The thought of finding wonderful things without expectation crosses into smaller parts of life as well. Out thrifting last week I stumbled across this beautiful* shirt while making my way through a sea of thick black jumpers. Intricately beaded and sewn together some twenty years ago, I can only imagine the life it had before finding its way here.

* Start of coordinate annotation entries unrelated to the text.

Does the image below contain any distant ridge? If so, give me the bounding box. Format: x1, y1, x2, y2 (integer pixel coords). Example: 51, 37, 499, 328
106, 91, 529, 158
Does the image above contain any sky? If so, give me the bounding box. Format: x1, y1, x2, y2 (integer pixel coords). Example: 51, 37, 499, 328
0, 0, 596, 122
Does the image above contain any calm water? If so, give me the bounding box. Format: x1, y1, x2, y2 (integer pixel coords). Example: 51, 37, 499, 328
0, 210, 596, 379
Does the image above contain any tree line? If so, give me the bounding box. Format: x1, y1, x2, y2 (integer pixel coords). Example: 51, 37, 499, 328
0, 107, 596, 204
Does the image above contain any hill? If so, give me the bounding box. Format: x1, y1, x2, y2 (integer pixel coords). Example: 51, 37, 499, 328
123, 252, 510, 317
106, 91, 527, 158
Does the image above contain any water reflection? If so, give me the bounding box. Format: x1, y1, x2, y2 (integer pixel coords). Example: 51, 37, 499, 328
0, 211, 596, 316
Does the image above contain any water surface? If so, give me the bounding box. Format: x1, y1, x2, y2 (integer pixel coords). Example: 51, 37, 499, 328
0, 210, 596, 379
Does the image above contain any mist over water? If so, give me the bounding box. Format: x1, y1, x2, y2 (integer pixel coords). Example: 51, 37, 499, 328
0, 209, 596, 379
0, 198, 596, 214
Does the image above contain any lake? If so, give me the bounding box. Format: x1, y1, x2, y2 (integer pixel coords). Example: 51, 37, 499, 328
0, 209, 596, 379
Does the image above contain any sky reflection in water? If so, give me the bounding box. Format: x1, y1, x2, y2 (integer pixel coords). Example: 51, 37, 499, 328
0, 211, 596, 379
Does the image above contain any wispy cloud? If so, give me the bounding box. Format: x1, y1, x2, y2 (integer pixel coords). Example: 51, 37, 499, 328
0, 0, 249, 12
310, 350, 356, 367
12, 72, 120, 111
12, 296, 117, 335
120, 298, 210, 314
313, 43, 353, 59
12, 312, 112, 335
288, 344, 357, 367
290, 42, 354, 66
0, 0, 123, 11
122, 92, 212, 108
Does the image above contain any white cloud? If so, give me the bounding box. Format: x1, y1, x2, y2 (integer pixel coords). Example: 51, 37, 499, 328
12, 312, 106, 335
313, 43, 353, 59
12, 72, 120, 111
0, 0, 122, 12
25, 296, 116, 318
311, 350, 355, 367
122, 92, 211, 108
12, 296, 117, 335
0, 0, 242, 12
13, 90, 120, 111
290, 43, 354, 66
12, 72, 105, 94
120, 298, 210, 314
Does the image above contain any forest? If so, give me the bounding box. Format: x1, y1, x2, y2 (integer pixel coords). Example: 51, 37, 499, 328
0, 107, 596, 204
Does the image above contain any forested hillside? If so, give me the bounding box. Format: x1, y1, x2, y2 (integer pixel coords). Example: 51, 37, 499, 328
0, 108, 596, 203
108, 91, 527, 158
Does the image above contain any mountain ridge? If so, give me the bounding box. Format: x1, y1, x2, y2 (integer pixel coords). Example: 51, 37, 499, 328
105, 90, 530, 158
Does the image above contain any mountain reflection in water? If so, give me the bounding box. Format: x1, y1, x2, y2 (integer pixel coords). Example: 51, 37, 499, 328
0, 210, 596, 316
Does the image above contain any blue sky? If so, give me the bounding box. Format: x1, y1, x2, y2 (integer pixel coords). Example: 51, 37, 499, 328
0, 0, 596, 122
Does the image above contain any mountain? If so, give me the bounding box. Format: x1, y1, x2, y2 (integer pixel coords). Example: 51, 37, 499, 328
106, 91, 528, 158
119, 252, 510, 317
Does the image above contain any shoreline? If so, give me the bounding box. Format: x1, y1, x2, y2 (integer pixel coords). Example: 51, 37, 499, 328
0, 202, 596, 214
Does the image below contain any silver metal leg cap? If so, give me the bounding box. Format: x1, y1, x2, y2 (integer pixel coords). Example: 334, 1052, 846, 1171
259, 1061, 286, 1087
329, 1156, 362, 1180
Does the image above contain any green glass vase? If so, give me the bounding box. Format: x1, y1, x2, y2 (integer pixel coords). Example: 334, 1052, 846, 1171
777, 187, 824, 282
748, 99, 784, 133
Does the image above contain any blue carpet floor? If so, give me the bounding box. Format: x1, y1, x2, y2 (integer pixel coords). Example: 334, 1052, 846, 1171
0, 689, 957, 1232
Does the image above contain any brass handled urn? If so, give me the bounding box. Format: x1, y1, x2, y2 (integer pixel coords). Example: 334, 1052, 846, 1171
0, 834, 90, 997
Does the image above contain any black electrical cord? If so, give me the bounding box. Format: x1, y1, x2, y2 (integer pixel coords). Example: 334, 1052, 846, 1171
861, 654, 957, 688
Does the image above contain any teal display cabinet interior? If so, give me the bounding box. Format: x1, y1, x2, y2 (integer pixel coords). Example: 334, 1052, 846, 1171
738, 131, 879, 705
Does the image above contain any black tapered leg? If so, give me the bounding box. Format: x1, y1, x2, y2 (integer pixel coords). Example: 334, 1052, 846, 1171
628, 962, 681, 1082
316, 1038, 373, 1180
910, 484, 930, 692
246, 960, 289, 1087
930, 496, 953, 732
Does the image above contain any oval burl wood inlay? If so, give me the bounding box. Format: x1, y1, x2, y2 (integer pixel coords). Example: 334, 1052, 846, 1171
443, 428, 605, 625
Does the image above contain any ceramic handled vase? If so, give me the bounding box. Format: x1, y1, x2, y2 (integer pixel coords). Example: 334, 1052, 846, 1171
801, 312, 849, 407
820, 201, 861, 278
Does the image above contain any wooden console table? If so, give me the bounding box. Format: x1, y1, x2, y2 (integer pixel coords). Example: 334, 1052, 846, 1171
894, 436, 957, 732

Beaded wreaths and leaves silk top: thrifted, similar on eBay.
Jan 29, 2014
I am a cold weather kvetcher. As soon as the mercury wanes in Hotlanta I reflexively respond to polite how-are-yous with, trying to stay warm right i-mean-am-i-right? This continues through every spring as I remain bewildered that it is still, somehow, periodically, cold outdoors. One could imagine I just wait miserably under electric blankets for months, waiting to break cabin fever and binging on hot chocolate, Girls, and adorable animals.
But quietly I confide to you this: I love cold weather. I love clunky riding boots and the Fair Isle socks that go inside them. When I hear snow is coming, I can’t wait to wrap up in Pendleton scarves and fisherman sweaters over flannel plaid button downs, to go crunching icy sidewalks in floofy little berets and wooly gloves. I love cold air nipping at my face and seeing my breath on brisk walks, hands wrapped around a big thermos of coffee that is the perfect company.
Imagine my delight when we landed in Colorado earlier this month – piles and piles of powdery drifts, friends to visit, mountains to ski, bourbony beers and flowery IPAs, and one luscious and lavender Head ski bib circa 1973, c/o my mom.